Plus de 30 ans de politiques néolibérales, comme ailleurs, comme en France, mais en plus gros. Faut-il rappeler que c’est au Chili qu’est né le néolibéralisme en même temps que la dictature de Pinochet en 1973 ? C’est ici que Milton Friedman et ses Chicago boys ont mis en place ce qui allait être un modèle indépassable pour toute la planète et qui partout a entraîné précarité, inégalités, pauvreté avec partout l’enrichissement sans précédent d’une bande de roublards cyniques.

Éducation, équipement, santé, retraites, tous les secteurs ont été privatisés. Le Chili est le pays le plus inégalitaire de l’OCDE, 1% de la population détient 25% de la richesse nationale. Un Chilien sur deux vit avec moins de 480 euros par mois - le revenu minimum -, pendant que quatre familles se partagent les richesses, avec en tête, le toujours bronzé Président Sebastián Piñera. 

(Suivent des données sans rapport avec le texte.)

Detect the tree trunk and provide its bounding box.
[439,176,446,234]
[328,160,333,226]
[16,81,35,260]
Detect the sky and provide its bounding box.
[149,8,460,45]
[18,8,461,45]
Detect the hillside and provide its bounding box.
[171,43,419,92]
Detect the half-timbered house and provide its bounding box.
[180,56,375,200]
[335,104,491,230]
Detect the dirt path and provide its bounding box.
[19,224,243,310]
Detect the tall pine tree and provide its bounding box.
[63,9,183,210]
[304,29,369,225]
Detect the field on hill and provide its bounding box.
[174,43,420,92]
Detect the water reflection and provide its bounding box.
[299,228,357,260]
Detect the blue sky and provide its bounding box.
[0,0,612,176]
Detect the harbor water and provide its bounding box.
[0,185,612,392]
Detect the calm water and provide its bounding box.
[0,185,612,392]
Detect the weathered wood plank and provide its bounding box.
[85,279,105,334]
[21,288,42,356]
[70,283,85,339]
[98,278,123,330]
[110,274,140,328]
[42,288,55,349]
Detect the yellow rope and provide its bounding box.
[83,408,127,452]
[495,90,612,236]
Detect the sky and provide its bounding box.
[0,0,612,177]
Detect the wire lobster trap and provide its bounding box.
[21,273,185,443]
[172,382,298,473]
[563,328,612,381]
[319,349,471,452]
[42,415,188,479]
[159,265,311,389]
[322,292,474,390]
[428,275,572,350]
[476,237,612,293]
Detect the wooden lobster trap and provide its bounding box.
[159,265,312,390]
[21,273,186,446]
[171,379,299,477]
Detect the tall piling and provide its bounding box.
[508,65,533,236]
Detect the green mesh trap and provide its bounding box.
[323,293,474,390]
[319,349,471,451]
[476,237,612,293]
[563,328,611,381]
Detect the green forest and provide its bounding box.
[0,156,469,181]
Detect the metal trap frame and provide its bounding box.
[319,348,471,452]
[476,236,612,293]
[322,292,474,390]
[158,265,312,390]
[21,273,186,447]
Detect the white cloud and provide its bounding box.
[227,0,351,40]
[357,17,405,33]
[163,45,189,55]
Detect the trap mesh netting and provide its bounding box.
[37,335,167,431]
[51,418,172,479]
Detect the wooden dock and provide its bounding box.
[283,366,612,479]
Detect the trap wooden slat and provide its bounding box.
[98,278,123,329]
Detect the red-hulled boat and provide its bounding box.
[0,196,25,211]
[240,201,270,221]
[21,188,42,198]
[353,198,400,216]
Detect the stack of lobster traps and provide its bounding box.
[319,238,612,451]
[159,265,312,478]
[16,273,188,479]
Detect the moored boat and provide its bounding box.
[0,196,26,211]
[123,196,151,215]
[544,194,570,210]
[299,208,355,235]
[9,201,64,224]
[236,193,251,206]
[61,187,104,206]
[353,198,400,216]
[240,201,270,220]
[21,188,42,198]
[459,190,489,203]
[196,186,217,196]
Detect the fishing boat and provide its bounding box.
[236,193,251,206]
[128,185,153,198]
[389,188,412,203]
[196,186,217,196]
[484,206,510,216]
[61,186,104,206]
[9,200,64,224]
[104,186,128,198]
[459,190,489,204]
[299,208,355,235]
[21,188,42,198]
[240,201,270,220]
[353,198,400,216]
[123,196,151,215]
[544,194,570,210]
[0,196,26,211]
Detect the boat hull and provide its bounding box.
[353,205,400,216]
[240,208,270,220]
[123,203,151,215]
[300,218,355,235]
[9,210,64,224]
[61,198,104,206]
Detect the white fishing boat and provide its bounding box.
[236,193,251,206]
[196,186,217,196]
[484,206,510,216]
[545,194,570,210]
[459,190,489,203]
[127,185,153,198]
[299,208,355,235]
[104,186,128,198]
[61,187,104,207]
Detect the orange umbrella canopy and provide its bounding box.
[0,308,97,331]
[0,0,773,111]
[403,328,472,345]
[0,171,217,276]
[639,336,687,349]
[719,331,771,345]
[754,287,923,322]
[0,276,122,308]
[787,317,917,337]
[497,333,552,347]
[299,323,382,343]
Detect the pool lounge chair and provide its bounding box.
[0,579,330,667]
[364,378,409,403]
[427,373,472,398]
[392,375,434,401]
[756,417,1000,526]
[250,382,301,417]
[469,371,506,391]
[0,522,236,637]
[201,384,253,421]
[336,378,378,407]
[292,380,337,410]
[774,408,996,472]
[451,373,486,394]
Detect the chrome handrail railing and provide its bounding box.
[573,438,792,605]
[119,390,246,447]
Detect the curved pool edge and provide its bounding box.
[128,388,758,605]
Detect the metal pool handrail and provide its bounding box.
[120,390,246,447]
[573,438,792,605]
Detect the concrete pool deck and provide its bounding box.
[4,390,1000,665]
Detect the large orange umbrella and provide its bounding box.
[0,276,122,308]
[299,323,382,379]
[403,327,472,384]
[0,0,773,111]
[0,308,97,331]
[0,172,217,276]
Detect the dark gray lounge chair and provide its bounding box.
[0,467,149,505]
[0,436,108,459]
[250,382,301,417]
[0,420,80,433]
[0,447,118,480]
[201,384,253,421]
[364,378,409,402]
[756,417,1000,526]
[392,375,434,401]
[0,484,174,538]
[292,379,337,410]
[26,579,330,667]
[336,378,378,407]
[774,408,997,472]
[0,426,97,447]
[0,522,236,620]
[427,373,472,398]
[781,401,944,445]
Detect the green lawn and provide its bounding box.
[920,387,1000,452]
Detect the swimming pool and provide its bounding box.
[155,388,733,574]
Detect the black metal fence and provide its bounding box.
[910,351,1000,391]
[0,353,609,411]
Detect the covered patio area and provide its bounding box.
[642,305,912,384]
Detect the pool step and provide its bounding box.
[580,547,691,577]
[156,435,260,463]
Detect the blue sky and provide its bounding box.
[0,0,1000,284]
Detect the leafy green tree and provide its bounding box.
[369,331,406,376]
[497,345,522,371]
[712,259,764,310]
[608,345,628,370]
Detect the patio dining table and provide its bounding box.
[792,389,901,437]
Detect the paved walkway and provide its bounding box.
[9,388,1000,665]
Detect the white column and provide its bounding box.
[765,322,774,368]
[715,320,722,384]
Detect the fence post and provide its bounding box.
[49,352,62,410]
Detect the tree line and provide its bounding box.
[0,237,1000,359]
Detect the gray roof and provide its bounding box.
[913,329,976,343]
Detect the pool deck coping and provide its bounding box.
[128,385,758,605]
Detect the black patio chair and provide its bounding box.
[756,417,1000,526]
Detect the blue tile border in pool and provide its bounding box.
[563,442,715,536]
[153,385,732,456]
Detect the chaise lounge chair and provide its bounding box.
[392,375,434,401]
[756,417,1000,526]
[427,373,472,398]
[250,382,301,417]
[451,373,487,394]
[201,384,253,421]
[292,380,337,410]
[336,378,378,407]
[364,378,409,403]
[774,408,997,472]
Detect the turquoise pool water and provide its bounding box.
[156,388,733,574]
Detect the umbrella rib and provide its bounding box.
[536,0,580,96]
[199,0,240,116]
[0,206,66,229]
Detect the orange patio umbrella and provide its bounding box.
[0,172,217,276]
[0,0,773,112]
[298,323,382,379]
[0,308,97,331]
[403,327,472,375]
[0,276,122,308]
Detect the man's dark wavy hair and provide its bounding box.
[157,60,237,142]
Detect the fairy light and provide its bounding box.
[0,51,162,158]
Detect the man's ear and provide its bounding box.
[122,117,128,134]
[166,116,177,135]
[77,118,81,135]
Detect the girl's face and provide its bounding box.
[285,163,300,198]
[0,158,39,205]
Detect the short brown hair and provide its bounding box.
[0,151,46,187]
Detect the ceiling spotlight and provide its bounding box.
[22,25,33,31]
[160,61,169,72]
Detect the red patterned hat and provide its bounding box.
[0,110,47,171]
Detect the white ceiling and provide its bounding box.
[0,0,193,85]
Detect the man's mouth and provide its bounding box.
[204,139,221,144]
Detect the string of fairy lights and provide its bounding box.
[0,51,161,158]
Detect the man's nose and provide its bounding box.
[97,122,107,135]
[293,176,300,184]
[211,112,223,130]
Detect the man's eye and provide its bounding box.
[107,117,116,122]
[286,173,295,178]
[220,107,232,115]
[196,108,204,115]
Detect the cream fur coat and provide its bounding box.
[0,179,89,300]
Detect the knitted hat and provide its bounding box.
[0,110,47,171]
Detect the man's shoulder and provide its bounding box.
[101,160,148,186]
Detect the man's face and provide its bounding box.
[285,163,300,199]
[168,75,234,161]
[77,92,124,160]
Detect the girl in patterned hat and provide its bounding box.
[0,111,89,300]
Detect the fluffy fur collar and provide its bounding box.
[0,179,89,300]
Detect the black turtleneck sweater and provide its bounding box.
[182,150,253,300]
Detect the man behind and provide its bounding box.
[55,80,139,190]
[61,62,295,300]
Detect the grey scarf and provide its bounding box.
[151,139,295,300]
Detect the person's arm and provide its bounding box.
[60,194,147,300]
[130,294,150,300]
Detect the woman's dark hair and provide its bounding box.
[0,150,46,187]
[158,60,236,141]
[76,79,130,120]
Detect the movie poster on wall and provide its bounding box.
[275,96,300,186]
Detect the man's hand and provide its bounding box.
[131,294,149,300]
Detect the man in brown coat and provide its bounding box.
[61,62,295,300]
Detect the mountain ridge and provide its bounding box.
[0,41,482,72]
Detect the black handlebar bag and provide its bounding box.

Vendredi 18 octobre donc, les policiers tirent sur les étudiants mobilisés.
Dès le lendemain, les principales villes du pays se soulèvent : manifestations pacifiques et joyeuses, assemblées générales, grèves.

En réponse le gouvernement impose l’état d’urgence avec un couvre-feu à partir de 19h, une première depuis 1987, depuis la dictature. Des milliers d’arrestations arbitraires, des humiliations, de fortes suspicions d’actes de tortures commis par des « agents de l’Etat » (d’après l’Institut National des Droits Humains au Chili, auprès duquel des plaintes ont été transmises) [1].

Après avoir déclaré que le pays était « en guerre contre un ennemi puissant implacable, qui ne respecte rien ni personne et qui est prêt à faire usage de la violence et de la délinquance sans aucune limite », le président Sebastian Piñera soudain se ravise et vient faire ses excuses au peuple chilien, demandant pardon, avec la franchise d’un mafieux de série B [2]. Sans doute sous la pression internationale ?

Des excuses qui arrivent trop tard.

Mardi 22 octobre, alors que son discours était diffusé à la télévision chilienne, la vidéo d’un homme tué froidement d’une balle dans la tête par un militaire circulait sur les réseaux sociaux.

Des mouvements se multiplient à travers le monde pour les mêmes raisons : le pouvoir d’achat, les inégalités, la précarité, le mépris. Avec les morts du Chili comme avec les yeux et les mains arrachées des Gilets Jaunes depuis un an, nous entrons dans une nouvelle séquence où la violence d’un capitalisme en déroute n’est plus seulement symbolique. Le Chili de Pinochet a montré que le néolibéralisme était non seulement compatible avec la dictature mais que c’était là le meilleur cadre pour faire son bonheur et prospérer à sa guise.